“Althof et al. (2017). Opinion paper: On the diagnosis/classification of sexual arousal concerns in women.” – Article summary

In the earliest diagnostic manuals, only inhibited sexual excitement was used to denote psychosexual disorders. However, this was indicated by a lack of a physiological response. In later diagnostic manuals, the FSAD diagnosis was added. However, the subjective arousal subtype was removed from this diagnosis in the DSM-4. This was done to make sure that the male-female similarity in sexual dysfunctions diagnoses could be maintained. The FSAD diagnosis only represents genital arousal and sees subjective arousal and sexual desire as the same thing while it is not.

Desire refers to the motivation to engage in and/or be receptive to a sexual event for sexual or non-sexual gratification. Genital arousal refers to genital changes in response to sexual stimuli. These changes may be associated with other bodily reactions (e.g. increased heart rate). Subjective arousal refers to positive mental engagement and focus in respone to a sexual stimulus. This may include awareness of the presence or absence of genital changes or sensations during a sexual event (i.e. perceived arousal).

There is a close relation between desire and arousal problems. This implies that problems becoming aroused could diminish desire over time and vice versa. However, the correlation between desire and arousal does not account for all the variance. This implies that subjective arousal and desire are not the same variables. The frequency of desire can only explain a small part of the variance in subjective arousal frequency and the level of desire can only explain part of the variance in the level of subjective arousal. A lot of variance in subjective arousal is still unexplained by desire.

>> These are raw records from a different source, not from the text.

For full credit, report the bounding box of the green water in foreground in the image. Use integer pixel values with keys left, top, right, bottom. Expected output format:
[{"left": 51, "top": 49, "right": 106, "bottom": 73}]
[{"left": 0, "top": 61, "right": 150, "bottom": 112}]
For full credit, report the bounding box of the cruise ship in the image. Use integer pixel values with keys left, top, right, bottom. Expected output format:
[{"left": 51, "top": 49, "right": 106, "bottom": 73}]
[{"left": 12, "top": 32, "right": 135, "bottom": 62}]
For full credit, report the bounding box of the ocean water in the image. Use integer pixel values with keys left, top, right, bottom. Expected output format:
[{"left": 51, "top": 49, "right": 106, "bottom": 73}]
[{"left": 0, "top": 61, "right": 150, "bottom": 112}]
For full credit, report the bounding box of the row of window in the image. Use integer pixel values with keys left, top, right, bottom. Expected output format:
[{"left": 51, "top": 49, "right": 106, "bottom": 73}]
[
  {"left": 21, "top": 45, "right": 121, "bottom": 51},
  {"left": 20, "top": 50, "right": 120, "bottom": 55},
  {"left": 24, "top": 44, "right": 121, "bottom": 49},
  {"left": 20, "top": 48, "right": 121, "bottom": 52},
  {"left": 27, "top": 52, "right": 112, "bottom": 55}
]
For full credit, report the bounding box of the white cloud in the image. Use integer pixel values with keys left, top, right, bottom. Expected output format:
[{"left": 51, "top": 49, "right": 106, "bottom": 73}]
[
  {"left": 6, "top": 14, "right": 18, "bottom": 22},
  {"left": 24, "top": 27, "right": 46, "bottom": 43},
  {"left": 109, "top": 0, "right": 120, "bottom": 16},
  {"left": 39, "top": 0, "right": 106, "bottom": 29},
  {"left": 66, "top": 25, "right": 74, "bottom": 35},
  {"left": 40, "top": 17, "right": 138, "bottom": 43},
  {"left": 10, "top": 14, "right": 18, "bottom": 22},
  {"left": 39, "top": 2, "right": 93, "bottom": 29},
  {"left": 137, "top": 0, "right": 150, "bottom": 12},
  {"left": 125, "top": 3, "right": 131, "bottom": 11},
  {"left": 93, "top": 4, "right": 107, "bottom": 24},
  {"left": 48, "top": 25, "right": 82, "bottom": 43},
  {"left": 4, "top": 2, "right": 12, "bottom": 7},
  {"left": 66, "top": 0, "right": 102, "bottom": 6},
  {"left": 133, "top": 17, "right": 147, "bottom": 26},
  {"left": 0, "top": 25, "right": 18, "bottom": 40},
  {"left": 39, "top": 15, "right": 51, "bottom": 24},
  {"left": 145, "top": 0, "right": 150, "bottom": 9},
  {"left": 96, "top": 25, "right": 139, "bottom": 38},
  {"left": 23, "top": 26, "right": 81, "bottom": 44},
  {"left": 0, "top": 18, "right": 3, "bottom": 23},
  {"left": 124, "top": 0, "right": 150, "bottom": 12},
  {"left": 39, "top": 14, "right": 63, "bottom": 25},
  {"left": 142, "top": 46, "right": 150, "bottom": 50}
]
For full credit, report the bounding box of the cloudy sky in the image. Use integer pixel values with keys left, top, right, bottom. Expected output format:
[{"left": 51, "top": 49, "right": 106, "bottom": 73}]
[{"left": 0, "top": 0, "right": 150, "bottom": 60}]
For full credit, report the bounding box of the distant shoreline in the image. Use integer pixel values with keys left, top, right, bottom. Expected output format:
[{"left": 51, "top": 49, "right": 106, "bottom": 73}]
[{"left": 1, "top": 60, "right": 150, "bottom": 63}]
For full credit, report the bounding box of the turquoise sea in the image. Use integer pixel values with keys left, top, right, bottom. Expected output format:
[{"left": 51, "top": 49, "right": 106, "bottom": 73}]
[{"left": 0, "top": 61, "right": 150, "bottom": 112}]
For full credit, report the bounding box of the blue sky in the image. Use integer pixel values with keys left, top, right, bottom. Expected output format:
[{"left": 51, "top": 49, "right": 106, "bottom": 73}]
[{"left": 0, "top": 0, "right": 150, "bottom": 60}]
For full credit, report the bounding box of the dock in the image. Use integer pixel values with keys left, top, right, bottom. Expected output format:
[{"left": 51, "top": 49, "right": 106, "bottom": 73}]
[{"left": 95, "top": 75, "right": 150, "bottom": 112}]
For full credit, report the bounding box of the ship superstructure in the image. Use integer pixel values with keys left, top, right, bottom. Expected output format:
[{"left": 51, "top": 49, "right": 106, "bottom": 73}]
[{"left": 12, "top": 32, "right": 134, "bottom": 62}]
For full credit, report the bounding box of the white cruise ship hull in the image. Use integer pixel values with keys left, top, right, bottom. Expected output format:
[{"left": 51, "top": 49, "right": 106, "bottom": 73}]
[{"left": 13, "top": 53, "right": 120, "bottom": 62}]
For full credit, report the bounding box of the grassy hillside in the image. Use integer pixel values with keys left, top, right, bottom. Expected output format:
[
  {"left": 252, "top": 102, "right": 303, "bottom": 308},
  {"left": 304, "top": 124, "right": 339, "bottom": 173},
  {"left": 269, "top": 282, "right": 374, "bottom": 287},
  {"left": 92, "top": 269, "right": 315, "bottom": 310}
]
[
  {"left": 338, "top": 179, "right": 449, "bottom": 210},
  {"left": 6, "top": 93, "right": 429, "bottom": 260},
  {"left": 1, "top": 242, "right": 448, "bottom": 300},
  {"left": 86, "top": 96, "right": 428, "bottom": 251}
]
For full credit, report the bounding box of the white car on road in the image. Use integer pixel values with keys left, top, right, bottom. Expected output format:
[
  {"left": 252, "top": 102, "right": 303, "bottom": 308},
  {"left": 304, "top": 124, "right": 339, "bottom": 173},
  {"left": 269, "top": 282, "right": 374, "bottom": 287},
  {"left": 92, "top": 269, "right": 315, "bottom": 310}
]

It can be expected that there is a low subjective arousal in women with low sexual desire if they are the same construct. However, women with low sexual desire do not necessarily have low subjective arousal. This implies that they are not the same construct.

This is important, as this implies the need to reintroduce the subjective arousal subtype in sexual dysfunction diagnoses. The diagnoses criteria have a major influence on how clinicians organize their thinking about sexual disorders (1, how clinical activity is coded for reimbursement (2), how populations are defined for clinical research (3) and how compounds or psychotherapeutic interventions are evaluated for the treatment of these disorders (4).